Conversation
Now that DAP-16 allows for job reacquisition / idempotency on the HTTP layer, a job in AwaitingRequest has to be continuable directly without error. E.g., the database needs to include it in `acquire_incomplete_aggregation_jobs`. While I was at it, I wrote some more documentation on the state transitions in the `AggregationJobState` database model. These changes unblock further job state updates for the leader, but do not go so far as to remove the no-longer-relevant AwaitingRequest state, which will be done separately in #4305. Resolves #4322
aggregator_core/src/datastore.rs
Outdated
| -- DAP (§4.6.3 [dap-16]) describes the continuation phase where the Leader sends | ||
| -- AggregationJobContinueReq messages to advance preparation. Helper jobs in | ||
| -- AWAITING_REQUEST state represent work that has processed one round but needs | ||
| -- additional Leader requests to complete. These jobs must be acquirable so the | ||
| -- Helper can respond to incoming continuation requests. | ||
| WHERE aggregation_jobs.state IN ('ACTIVE', 'AWAITING_REQUEST') |
There was a problem hiding this comment.
I don't think this change makes sense for helper tasks. The acquire_incomplete_aggregation_jobs() method is only used in the AggregationJobDriver, when fetching leases on aggregation jobs to process. When it steps an aggregation job, it will eventually set the aggregation job state to AwaitingRequest, in either step_aggregation_job_helper_init() or step_aggregation_job_helper_continue().
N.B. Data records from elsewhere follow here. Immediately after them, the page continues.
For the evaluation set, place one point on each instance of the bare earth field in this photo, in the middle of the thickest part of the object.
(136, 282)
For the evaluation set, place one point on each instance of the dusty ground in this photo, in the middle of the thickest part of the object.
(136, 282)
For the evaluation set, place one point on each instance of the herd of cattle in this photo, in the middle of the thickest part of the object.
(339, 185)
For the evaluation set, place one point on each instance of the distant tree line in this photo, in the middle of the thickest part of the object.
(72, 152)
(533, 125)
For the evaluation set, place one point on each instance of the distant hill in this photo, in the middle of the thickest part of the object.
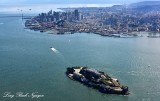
(146, 6)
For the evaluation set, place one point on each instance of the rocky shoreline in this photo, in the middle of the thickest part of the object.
(97, 80)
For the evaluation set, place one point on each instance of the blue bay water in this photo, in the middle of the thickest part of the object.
(27, 64)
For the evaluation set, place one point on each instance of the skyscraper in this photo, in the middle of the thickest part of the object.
(76, 14)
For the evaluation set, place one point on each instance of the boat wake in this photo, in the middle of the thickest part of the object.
(54, 50)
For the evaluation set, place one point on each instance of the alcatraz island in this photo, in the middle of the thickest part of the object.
(115, 21)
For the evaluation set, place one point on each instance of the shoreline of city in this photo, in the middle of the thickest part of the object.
(115, 21)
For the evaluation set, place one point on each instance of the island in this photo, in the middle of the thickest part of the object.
(97, 80)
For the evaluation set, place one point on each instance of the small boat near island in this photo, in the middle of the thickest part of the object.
(97, 80)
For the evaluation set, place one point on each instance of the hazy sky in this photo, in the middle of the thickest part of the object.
(14, 2)
(37, 6)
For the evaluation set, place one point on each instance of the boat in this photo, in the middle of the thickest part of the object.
(97, 80)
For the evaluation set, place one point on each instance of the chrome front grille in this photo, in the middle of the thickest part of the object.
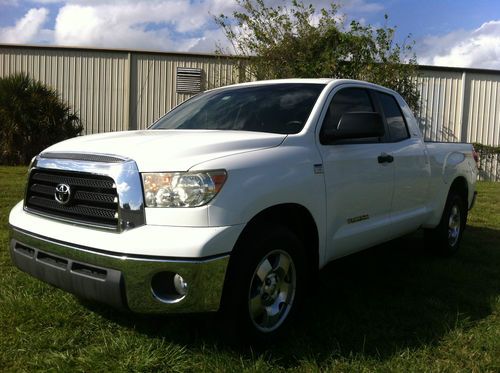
(93, 199)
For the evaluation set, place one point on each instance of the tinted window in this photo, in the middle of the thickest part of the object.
(394, 117)
(348, 100)
(278, 108)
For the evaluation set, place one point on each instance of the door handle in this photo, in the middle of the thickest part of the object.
(385, 158)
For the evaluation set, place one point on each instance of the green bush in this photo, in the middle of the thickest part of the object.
(32, 117)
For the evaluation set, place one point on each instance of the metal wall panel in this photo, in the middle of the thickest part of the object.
(113, 90)
(154, 82)
(94, 83)
(440, 105)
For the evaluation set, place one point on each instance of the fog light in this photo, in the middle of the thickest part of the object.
(180, 284)
(168, 287)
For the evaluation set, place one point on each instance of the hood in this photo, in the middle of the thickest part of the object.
(170, 150)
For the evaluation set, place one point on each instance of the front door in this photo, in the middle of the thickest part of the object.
(359, 178)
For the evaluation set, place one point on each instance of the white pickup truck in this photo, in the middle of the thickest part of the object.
(233, 200)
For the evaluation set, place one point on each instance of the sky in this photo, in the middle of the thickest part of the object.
(461, 33)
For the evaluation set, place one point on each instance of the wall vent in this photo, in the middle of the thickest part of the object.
(188, 80)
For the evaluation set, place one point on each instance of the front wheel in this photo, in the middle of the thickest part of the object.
(264, 282)
(446, 237)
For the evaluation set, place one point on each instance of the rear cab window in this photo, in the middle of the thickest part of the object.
(398, 130)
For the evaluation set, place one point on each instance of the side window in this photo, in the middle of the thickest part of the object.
(394, 117)
(347, 100)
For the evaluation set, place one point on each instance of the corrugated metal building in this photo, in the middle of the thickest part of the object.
(114, 90)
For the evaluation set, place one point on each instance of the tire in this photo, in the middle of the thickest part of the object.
(264, 283)
(445, 238)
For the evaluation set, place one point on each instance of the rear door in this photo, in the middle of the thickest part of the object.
(359, 179)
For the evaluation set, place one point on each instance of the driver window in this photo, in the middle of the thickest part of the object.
(347, 100)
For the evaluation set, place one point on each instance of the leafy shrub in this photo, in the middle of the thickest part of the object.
(32, 117)
(289, 39)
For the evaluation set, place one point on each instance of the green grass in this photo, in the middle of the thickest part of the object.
(395, 307)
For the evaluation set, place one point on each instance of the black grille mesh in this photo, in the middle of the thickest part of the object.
(93, 197)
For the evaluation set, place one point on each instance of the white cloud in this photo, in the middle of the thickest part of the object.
(158, 25)
(169, 25)
(479, 48)
(27, 29)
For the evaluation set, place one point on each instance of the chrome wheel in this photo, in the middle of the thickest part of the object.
(454, 224)
(272, 291)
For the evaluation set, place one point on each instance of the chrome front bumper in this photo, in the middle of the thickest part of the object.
(123, 281)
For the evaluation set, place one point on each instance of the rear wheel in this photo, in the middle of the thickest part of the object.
(264, 283)
(445, 238)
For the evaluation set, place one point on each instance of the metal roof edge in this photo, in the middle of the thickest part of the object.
(117, 50)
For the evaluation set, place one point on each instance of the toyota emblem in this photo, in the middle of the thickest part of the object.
(62, 193)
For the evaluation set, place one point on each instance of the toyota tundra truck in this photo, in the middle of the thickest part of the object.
(234, 199)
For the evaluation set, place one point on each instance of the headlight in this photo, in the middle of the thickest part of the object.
(181, 189)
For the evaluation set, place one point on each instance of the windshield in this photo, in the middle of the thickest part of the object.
(277, 108)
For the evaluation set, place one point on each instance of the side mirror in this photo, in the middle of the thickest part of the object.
(355, 126)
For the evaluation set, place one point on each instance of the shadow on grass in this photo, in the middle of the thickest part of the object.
(376, 303)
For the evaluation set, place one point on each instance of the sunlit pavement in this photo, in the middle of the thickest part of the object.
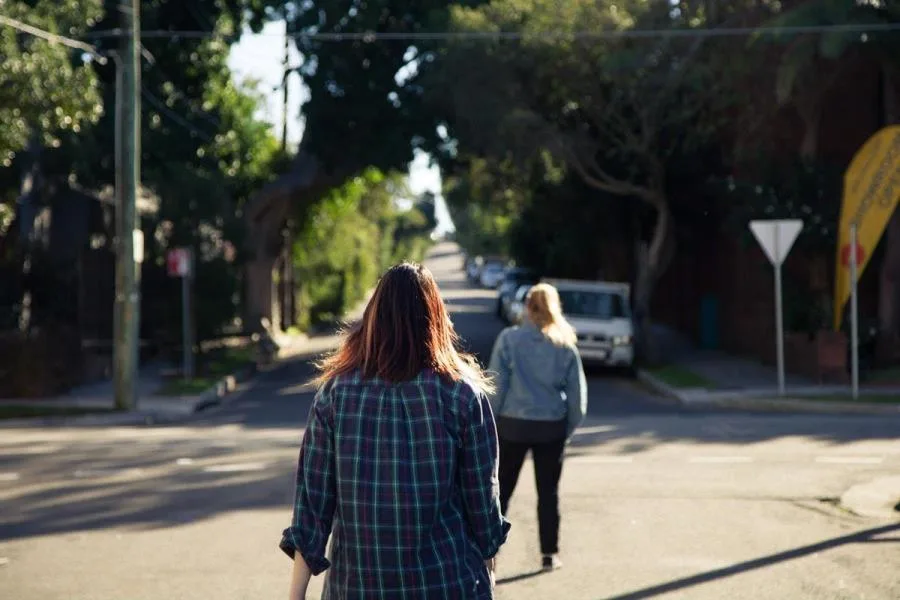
(656, 503)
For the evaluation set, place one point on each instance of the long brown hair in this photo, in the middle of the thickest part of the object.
(404, 330)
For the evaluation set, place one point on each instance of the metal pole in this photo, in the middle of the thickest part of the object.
(188, 351)
(284, 82)
(127, 321)
(779, 319)
(854, 316)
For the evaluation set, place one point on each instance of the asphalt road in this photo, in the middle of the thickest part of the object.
(656, 502)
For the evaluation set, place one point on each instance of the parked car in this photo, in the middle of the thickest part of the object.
(601, 315)
(473, 267)
(492, 274)
(516, 307)
(512, 280)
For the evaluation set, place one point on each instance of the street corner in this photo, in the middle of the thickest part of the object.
(878, 498)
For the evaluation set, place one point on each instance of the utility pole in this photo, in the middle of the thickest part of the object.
(284, 83)
(128, 295)
(288, 293)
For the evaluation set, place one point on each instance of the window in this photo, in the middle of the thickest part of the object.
(585, 303)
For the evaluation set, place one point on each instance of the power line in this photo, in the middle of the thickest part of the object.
(161, 106)
(53, 38)
(373, 36)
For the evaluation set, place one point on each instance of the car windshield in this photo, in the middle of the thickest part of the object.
(594, 304)
(517, 275)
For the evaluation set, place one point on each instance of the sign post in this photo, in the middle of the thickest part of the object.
(179, 262)
(776, 238)
(854, 314)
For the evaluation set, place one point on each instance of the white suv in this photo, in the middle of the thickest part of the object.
(600, 313)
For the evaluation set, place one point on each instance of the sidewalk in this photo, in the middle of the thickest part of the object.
(701, 379)
(151, 407)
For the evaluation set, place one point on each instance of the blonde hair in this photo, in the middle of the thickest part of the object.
(545, 311)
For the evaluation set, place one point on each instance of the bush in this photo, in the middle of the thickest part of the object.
(352, 235)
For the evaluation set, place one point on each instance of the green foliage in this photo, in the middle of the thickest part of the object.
(365, 102)
(786, 191)
(45, 88)
(348, 239)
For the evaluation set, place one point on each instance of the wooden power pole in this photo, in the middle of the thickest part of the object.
(128, 291)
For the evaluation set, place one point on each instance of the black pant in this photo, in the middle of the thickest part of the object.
(547, 457)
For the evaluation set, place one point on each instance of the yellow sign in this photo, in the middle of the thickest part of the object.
(871, 192)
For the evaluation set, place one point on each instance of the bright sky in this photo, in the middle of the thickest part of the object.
(260, 57)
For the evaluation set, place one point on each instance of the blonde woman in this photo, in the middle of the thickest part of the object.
(540, 398)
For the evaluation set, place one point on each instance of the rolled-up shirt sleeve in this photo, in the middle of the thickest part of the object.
(479, 477)
(315, 497)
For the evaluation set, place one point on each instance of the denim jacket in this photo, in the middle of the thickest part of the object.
(536, 379)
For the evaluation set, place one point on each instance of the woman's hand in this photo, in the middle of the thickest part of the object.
(491, 565)
(299, 578)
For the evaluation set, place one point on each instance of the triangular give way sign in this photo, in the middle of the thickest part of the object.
(776, 237)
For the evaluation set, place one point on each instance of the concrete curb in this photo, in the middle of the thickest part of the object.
(156, 409)
(699, 399)
(878, 498)
(659, 385)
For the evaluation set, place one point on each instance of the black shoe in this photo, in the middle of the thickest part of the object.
(551, 562)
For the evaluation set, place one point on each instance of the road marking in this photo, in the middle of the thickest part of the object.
(596, 429)
(236, 468)
(88, 473)
(42, 449)
(721, 459)
(604, 460)
(850, 460)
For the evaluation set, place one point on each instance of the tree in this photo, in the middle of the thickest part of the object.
(45, 88)
(614, 110)
(366, 105)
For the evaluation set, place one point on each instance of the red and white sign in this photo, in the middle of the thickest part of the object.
(178, 262)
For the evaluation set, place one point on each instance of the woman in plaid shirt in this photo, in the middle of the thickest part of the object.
(399, 459)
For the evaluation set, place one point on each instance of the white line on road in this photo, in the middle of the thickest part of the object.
(236, 468)
(87, 473)
(850, 460)
(604, 460)
(721, 459)
(596, 429)
(42, 449)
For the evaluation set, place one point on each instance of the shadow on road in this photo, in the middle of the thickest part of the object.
(264, 426)
(866, 536)
(520, 577)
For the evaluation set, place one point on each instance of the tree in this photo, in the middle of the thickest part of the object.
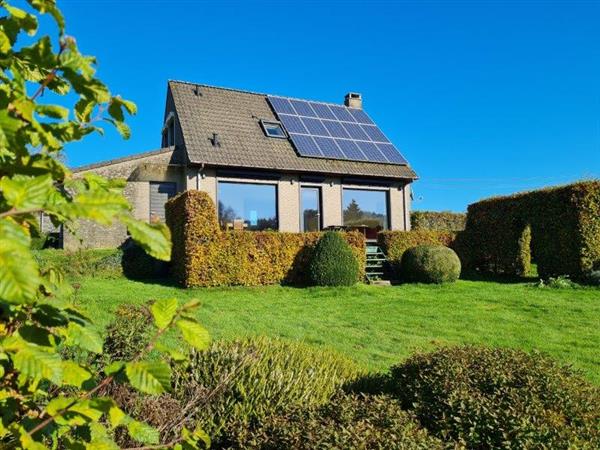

I'm not sure what these routines would do if they run on the same set of report aggregations, but assuming they don't return an error and eventually mark the job as abandoned, the same aggregation jobs would still be eligible to be picked up by this query again, which would impair the liveness of aggregation jobs in the same task.
This method does not directly affect how the HTTP route handler works, so we shouldn't need to change it at all for request idempotency reasons. Rather, that code path would fetch an individual aggregation job by its identifiers.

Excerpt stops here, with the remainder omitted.